Much has been done, but more work is needed.  That is the conclusion of The Louisiana Recovery Office as the anniversary of Hurricane Rita approaches on Monday.  It has been seven years since the storm made landfall on the gulf coast on September 24th, 2005.

Around 1.3 billion dollars in Federal Emergency Management Agency money has been spent since that time to try to make people, businesses and public facilities whole again.  Much of that money was also spent on hazard mitigation, meaning that Louisiana property owners could raise their properties higher off the ground.

FEMA's Louisiana Recovery Office Executive Director Joseph Threat said,

While Hurricane Katrina and more recently Hurricane Isaac tend to headline Louisiana's natural disaster timeline, FEMA understands that communities in the southwestern part of the state think of Hurricane Rita when it comes to devastating storms.  Just seven years ago, these communities were greatly impacted by Rita's landfall and are still recovering today.

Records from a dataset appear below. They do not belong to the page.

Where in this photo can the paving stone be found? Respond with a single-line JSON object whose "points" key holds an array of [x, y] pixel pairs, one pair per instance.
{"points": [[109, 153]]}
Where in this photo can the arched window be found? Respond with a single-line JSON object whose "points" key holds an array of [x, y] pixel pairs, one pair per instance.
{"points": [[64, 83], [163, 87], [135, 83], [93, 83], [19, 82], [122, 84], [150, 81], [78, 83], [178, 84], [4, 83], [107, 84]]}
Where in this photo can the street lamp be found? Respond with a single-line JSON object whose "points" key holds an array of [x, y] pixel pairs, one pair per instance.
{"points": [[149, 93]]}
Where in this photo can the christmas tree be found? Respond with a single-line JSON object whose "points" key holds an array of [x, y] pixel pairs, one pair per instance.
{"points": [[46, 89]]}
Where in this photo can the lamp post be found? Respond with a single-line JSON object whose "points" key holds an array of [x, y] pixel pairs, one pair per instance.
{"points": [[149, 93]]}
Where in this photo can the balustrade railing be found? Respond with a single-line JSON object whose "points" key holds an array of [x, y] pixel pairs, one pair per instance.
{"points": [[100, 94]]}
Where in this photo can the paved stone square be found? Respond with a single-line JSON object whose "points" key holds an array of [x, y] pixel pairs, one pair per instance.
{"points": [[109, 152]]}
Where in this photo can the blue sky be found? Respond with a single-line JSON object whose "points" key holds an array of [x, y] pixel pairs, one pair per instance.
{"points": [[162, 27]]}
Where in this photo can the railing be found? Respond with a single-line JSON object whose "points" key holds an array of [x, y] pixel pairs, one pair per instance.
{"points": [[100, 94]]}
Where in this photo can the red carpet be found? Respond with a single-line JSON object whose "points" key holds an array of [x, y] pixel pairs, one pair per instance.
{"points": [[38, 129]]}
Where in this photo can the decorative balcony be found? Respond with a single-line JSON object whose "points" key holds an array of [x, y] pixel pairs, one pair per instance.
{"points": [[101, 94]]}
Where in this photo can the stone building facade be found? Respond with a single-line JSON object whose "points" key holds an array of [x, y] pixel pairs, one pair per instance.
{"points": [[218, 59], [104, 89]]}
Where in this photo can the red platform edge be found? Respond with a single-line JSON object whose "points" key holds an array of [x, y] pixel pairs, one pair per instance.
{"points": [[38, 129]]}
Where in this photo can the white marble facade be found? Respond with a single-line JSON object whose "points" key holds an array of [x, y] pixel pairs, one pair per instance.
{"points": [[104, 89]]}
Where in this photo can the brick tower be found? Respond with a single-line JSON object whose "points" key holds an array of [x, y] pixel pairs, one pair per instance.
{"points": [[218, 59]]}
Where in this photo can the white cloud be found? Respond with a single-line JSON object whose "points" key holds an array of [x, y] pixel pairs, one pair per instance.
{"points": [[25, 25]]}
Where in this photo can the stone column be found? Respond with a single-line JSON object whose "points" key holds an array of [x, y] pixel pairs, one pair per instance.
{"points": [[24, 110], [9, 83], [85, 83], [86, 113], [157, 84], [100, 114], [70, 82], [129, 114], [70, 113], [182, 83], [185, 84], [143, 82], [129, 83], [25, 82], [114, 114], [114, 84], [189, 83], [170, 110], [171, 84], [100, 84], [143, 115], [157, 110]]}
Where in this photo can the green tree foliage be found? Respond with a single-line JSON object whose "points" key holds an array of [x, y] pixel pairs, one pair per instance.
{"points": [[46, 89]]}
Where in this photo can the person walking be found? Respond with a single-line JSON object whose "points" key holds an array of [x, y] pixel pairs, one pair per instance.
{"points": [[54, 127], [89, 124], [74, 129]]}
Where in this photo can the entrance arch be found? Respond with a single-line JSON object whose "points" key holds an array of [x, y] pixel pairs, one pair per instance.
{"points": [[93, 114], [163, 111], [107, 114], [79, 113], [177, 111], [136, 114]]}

FEMA made around $671.8 million in public assistance grants for Hurricane Rita-related projects in Louisiana.  That money paid for things like debris removal, repair to public facilities and emergency protective measures.  Close to 50 percent of that money was spent in Cameron, Calcasieu and Vermilion parishes.

Threat said,

The local officials and residents within these communities have worked together, in partnership with the state and FEMA, to rebuild their neighborhoods. Their success stories and recovery accomplishments to date speak to their resiliency and dedication to restoring Louisiana.